Troy Stokes, Jr.
Stokes, Jr. has acquitted himself well on his steady rise through the Brewers’ farm system since being drafted in the 4th round of the 2014 MLB Draft. 2018 is a critical year for Stokes, Jr., as he will find himself exposed to the Rule V draft if he’s not added to the Brewers 40-man roster this offseason.
Despite his 5’8” stature, Stokes is strong, and he generates average raw power with his above-average bat speed, and a swing path that generates natural loft and allows for fence-clearing pop to the pull side. Stokes hit tool lags behind the power, as his swing has a grooved nature, netting swing-and-miss and weak contact on quality strikes. He gets the most of it by working deep counts and picking up his share of walks, but down in the count, Stokes’ below-average hit tool is exposed. Once a plus runner, Stokes has lost a half grade with his legs as his frame has matured, but he’s still able to make an impact with strong base-running instincts. In the outfield, his fringy arm strength limits him to left field in a regular role, where his glove rates average.

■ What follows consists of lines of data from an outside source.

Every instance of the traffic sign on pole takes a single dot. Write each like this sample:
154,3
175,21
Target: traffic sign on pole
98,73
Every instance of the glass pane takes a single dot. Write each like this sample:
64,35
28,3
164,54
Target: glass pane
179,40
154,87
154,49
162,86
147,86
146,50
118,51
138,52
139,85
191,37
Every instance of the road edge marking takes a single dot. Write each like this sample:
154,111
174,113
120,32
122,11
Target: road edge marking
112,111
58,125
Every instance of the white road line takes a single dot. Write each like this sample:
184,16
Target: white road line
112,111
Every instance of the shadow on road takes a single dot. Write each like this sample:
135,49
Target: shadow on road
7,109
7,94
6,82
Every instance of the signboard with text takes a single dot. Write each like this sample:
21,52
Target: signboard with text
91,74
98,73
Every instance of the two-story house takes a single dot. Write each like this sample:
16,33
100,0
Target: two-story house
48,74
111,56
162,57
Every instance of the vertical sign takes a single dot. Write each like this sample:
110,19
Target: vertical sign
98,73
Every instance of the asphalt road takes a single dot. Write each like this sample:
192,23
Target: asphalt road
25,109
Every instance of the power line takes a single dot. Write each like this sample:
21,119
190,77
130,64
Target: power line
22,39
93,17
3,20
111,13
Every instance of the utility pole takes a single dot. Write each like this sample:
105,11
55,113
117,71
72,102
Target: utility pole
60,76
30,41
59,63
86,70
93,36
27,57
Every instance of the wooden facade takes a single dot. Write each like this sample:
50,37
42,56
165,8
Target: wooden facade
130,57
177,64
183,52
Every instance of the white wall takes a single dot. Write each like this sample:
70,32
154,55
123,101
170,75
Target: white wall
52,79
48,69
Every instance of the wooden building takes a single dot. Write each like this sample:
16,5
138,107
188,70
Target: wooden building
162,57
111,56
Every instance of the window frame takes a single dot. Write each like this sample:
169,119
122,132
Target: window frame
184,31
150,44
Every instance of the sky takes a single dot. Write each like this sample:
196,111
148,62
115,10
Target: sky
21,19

Stokes has previously had the look of a platoon or potential second-division regular, flashing five tools and impacting the game in several ways. While his power output is enticing, Stokes minimal hitting and defensive contributions may limit him to a Role 40 bench role in the big leagues. His toolsy, athletic profile without a true above-average carrying tool, is still attractive enough to find his way onto the 40-man roster this off-season.